Alors qu'il allait poursuivre sa phrase, des Vagos sortirent de derrière une citerne, fusils levés, en criant des ordres en espagnol. Hayley et Juan sortirent immédiatement leurs armes tandis que le docteur Cox se saisissait du nécessaire pour faire un cocktail molotov, qu'il possédait sur lui, et enflamma le chiffon avant de lancer la bouteille. Les balles commencèrent alors à fuser autour d'eux dans un douloureux vacarme, et Antoine leva les mains en tentant de se dissimuler derrière l'un des wagons, terrifié par la fusillade. Il cria à plusieurs reprise :
« Laissez les ! Laissez les ! »
Cependant ses demandes restèrent sans aucun résultat, tandis que des tirs continuaient d'être échangés. Juan fut rapidement mit à terre par un tir qui sembla l'assommer, et le docteur Cox tomba également rapidement inconscient. Hayley s'effondra également quelques secondes plus tard. Cependant, devant les yeux horrifiés de Antoine, la jeune femme ne tomba pas comme les deux autres, mais en étant projetée en arrière, son corps percutant les rails tandis qu'une gerbe de sang était sortie dans son dos.

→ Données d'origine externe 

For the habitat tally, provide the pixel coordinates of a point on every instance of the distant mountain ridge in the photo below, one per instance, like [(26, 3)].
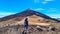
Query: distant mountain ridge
[(26, 13)]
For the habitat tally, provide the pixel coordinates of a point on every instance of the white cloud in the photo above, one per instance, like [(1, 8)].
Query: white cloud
[(3, 14), (36, 1), (37, 9), (52, 10), (44, 2)]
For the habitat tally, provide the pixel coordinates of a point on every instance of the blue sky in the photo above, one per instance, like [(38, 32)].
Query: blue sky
[(48, 7)]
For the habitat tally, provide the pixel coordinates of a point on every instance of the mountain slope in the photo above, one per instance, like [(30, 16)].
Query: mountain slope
[(33, 16)]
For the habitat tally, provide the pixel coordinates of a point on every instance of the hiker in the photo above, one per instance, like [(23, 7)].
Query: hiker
[(39, 28), (26, 24)]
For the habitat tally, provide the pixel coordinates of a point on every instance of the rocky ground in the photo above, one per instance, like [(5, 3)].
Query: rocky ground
[(32, 29)]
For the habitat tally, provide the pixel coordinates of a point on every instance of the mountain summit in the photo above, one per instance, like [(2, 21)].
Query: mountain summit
[(28, 13)]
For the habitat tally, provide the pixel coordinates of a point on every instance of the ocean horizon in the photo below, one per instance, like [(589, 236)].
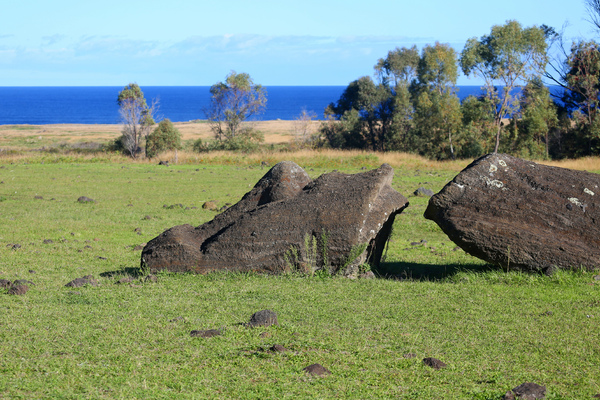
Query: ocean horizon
[(42, 105)]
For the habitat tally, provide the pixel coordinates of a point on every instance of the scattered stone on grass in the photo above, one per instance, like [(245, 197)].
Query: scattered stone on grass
[(317, 370), (23, 282), (526, 391), (210, 205), (269, 228), (80, 282), (206, 333), (18, 290), (264, 318), (516, 213), (85, 199), (367, 275), (422, 192), (277, 348), (434, 363)]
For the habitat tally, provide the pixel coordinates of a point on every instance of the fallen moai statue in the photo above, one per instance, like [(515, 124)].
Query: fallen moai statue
[(516, 213), (289, 222)]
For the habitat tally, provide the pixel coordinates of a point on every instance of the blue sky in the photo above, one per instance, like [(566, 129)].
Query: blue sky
[(197, 42)]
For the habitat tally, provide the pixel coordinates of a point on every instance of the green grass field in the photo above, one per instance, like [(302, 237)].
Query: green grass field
[(493, 329)]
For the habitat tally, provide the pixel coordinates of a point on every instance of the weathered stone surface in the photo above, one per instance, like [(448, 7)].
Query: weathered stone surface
[(85, 199), (206, 333), (423, 192), (434, 363), (288, 221), (263, 318), (519, 214), (317, 370), (526, 391)]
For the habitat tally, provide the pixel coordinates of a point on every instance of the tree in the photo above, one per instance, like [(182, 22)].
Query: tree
[(583, 95), (437, 107), (399, 67), (538, 117), (511, 56), (366, 111), (233, 103), (303, 127), (165, 137), (137, 118)]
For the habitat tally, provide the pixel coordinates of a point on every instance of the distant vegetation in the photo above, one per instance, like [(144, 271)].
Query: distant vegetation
[(412, 105)]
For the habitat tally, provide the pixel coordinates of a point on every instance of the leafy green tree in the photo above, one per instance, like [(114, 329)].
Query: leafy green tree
[(399, 68), (437, 107), (510, 56), (232, 105), (538, 118), (366, 110), (165, 137), (582, 96), (136, 116)]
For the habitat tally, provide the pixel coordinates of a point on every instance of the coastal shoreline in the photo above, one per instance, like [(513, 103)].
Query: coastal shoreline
[(274, 131)]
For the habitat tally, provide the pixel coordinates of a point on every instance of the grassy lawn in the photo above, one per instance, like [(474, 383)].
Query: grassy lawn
[(493, 329)]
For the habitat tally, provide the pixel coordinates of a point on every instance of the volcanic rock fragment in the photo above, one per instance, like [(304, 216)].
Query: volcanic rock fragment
[(288, 222), (519, 214)]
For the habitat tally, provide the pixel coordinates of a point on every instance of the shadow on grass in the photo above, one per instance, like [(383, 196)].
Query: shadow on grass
[(427, 272), (133, 272)]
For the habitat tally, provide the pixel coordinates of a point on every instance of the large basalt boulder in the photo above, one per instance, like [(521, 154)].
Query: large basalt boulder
[(288, 221), (516, 213)]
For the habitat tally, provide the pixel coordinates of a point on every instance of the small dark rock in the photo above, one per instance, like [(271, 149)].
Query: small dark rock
[(278, 348), (367, 275), (79, 282), (23, 282), (317, 369), (263, 318), (206, 333), (18, 289), (434, 363), (84, 199), (210, 205), (526, 391), (422, 192)]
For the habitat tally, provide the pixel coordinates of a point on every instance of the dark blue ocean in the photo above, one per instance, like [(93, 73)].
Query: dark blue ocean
[(98, 105)]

Tandis que les Vagos se donnaient mutuellement des indications et qu'une sirène de police devenait de plus en plus audible, Antoine resta à quatre pattes, des larmes coulant sur ses joues, observant avec horreur la scène sans pouvoir émettre un son. Sa bouche s'ouvrait et se fermait sans qu'une parole en sorte, le choc l'empêchant de penser clairement. L'arrivée de d'autres personnes sur les lieux ne percuta presque pas son esprit, tandis que son regard était fixé sur les corps inconscients de ceux qui avaient simplement voulu l'aider et en avaient payé le prix fort. Il était terrifié de ne pas connaître leur état, et une immense culpabilité emplissait son cœur en l'empêchant de respirer. Sans qu'il ne les remarque au premier abord, Daniel et Montazac étaient eux aussi arrivés.